Fenly menegaskan, fokus utama kepengurusannya bukan sekadar menjalankan organisasi, tetapi memastikan atlet memiliki ruang pembinaan dan kompetisi yang konsisten mulai dari usia dini hingga tingkat dewasa.
“Komitmen kami adalah meningkatkan prestasi pencak silat Kota Ambon. Atlet tidak akan lahir begitu saja tanpa pembinaan dan kompetisi yang rutin.
Karena itu, kami akan menghadirkan kejuaraan secara berjenjang mulai usia dini, pra remaja hingga dewasa sebagai persiapan menuju POPMAL, Porprov bahkan PON,” ujarnya.
Menurutnya, dalam waktu dekat IPSI Kota Ambon mulai mempersiapkan atlet menghadapi Pekan Olahraga Pelajar Maluku (POPMAL). Namun, pelaksanaan seleksi masih menunggu petunjuk teknis (juknis) dari IPSI Provinsi Maluku maupun KONI terkait mekanisme pelaksanaan kejuaraan.
Fenly mengatakan, selama ini setiap perguruan silat di Kota Ambon tetap melakukan pembinaan secara mandiri.

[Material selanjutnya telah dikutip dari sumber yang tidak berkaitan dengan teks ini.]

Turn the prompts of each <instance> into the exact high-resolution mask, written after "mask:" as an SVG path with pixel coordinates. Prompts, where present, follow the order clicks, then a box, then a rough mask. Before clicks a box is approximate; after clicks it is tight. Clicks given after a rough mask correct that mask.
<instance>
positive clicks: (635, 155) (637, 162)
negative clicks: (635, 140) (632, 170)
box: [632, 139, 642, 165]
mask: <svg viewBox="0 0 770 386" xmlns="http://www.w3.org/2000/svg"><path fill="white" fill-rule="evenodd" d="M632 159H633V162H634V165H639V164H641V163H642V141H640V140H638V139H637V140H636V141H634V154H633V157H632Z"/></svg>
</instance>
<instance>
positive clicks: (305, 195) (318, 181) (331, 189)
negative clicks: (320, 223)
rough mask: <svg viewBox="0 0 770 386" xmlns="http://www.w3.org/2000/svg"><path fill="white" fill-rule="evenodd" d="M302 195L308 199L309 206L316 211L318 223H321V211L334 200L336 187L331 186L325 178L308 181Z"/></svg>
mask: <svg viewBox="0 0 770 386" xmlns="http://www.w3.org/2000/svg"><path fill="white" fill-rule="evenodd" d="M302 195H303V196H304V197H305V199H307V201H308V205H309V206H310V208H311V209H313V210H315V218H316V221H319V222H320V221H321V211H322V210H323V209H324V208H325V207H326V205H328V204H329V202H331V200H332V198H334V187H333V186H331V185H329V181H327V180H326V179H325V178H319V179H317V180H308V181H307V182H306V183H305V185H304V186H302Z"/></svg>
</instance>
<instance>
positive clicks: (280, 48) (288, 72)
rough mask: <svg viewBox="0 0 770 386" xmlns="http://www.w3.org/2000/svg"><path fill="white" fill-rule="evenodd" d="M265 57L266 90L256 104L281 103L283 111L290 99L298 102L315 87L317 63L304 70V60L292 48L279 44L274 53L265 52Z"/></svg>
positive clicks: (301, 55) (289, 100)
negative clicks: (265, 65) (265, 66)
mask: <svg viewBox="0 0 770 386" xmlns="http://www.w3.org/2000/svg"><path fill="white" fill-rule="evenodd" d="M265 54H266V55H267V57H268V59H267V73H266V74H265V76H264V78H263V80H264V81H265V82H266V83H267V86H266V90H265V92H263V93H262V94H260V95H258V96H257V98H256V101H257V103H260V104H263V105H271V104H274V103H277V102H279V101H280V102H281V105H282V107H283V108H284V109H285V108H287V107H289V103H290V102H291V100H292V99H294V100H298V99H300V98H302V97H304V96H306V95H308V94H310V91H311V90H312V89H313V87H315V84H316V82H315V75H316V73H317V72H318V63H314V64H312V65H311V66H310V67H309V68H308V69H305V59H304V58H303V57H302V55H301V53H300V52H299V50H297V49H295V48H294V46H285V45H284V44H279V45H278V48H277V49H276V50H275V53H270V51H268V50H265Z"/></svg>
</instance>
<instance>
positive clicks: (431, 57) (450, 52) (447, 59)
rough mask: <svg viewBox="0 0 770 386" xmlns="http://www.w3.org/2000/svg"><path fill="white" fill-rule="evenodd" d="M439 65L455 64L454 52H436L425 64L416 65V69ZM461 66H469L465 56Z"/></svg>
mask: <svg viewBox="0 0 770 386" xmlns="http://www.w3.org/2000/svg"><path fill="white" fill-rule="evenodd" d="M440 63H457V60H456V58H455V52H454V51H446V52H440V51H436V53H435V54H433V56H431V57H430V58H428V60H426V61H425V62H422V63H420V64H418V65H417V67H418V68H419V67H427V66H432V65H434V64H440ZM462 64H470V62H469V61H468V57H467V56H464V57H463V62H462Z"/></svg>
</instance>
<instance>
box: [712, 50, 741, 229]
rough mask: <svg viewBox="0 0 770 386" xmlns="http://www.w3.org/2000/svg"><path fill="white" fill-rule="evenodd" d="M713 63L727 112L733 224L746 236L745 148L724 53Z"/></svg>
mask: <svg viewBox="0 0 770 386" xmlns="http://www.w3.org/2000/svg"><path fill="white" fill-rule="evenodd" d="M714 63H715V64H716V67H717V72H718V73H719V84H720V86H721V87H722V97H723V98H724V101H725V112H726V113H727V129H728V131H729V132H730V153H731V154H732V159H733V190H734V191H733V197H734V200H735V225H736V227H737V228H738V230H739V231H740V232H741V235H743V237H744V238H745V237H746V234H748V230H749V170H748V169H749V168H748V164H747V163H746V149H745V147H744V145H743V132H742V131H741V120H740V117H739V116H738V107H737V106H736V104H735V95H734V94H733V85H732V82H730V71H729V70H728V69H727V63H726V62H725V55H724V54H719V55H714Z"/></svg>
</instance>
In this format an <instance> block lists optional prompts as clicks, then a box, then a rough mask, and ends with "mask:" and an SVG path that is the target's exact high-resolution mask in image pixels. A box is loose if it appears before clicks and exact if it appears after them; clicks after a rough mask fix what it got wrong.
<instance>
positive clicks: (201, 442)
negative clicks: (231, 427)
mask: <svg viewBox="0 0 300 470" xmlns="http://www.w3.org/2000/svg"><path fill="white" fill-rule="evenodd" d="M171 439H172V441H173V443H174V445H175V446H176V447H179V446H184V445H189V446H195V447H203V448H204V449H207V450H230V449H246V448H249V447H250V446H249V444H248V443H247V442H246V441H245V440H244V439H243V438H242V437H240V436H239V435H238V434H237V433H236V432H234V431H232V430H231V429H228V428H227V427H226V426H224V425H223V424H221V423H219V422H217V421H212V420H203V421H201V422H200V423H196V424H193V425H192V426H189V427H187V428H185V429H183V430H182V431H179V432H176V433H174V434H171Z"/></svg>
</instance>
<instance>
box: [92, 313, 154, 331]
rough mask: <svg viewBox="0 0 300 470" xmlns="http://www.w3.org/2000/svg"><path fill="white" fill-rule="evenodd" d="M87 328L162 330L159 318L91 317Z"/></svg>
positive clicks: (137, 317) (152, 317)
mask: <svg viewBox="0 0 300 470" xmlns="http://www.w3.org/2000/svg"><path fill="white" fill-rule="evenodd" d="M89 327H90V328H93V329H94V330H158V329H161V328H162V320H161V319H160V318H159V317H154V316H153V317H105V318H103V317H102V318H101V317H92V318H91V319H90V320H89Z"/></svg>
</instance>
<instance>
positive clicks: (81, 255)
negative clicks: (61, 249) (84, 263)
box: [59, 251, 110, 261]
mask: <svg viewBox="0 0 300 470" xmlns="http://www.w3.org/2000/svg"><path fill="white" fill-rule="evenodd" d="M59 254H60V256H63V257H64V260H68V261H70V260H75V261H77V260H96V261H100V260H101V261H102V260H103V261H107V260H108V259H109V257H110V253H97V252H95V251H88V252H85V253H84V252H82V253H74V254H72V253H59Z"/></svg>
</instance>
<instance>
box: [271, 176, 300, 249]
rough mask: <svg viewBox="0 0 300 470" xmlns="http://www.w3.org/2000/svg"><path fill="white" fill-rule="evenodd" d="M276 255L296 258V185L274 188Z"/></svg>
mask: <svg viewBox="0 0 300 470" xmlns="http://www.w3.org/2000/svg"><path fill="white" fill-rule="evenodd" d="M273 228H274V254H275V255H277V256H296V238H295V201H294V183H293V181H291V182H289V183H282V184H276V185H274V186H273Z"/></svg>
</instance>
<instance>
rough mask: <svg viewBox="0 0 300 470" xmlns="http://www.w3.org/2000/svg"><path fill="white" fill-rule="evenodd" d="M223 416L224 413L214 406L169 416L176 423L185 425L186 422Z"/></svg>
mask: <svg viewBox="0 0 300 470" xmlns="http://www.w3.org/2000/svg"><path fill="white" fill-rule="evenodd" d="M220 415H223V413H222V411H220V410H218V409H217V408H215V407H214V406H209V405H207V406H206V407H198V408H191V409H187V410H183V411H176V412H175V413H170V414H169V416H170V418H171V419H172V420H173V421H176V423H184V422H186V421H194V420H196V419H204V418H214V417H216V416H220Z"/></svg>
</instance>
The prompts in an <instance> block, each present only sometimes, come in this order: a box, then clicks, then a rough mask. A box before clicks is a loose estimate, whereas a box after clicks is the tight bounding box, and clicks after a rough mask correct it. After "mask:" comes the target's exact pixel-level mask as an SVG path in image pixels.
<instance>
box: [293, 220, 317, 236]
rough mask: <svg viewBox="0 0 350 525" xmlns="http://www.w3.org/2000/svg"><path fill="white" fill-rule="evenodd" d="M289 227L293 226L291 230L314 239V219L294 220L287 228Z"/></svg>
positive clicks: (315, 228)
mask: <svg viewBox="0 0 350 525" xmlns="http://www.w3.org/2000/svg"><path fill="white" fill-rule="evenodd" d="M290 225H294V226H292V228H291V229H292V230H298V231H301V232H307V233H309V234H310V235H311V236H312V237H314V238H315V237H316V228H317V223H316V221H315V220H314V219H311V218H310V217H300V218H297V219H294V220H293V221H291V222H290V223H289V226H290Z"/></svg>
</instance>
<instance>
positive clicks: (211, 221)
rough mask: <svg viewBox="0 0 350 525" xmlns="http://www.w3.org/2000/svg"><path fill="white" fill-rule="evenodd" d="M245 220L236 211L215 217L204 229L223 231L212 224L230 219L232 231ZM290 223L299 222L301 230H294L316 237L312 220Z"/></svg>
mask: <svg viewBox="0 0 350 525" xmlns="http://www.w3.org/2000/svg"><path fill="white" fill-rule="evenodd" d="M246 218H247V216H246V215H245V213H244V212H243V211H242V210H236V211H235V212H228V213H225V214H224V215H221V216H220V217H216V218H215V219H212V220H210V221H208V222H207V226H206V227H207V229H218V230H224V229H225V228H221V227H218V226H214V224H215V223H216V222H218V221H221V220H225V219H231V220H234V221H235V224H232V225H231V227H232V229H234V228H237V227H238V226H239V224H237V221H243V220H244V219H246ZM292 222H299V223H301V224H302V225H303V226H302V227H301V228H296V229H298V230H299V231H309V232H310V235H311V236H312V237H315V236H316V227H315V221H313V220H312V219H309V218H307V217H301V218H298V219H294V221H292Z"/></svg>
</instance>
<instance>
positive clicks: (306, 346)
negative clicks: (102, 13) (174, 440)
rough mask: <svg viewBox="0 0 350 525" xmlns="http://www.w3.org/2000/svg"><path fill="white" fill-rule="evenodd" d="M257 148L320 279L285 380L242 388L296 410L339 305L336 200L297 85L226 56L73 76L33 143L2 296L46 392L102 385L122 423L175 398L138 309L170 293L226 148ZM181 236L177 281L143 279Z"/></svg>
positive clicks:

Meski demikian, para atlet sangat membutuhkan kompetisi sebagai wadah mengukur kemampuan sekaligus meningkatkan mental bertanding.
“Kejuaraan adalah kebutuhan atlet. Tugas IPSI adalah menyediakan panggung bagi mereka agar kemampuan terus berkembang. Target kami minimal satu hingga dua kejuaraan setiap tahun sehingga pembinaan berjalan berkesinambungan,” katanya.
Selain memperbanyak kompetisi, IPSI Kota Ambon juga akan memperluas kolaborasi dengan berbagai pihak, termasuk sekolah, TNI, Polri, pemerintah daerah, serta berbagai lembaga lainnya untuk memperbanyak agenda kejuaraan.
Menurut Fenly, sinergi lintas sektor menjadi strategi penting agar pembinaan atlet tidak hanya bergantung pada program IPSI, tetapi mendapat dukungan dari seluruh elemen masyarakat.
“Kami ingin membuka akses seluas-luasnya. Sekolah memiliki banyak bibit atlet, begitu juga TNI dan Polri yang sering menggelar kejuaraan. Semua pihak dapat menjadi mitra dalam membangun prestasi pencak silat Kota Ambon,” jelasnya.
Terkait persiapan menghadapi Porprov Maluku, IPSI Kota Ambon masih menunggu keputusan KONI mengenai format pelaksanaan, apakah melalui seleksi tingkat kecamatan atau kejuaraan kota cabang olahraga.
Apa pun mekanisme yang ditetapkan, Fenly memastikan IPSI Kota Ambon siap memfasilitasi para atlet agar dapat mengikuti seluruh tahapan seleksi dengan maksimal.
“Kami siap menjalankan seluruh mekanisme yang ditetapkan. Prinsipnya, IPSI Kota Ambon akan memastikan atlet-atlet terbaik mendapat kesempatan bertanding dan membawa prestasi bagi Kota Ambon,” tegasnya.
Dengan komitmen tersebut, kepengurusan baru IPSI Kota Ambon diharapkan mampu membangun ekosistem pembinaan pencak silat yang lebih terstruktur, sehingga melahirkan atlet-atlet berprestasi yang siap bersaing di tingkat provinsi, nasional hingga internasional.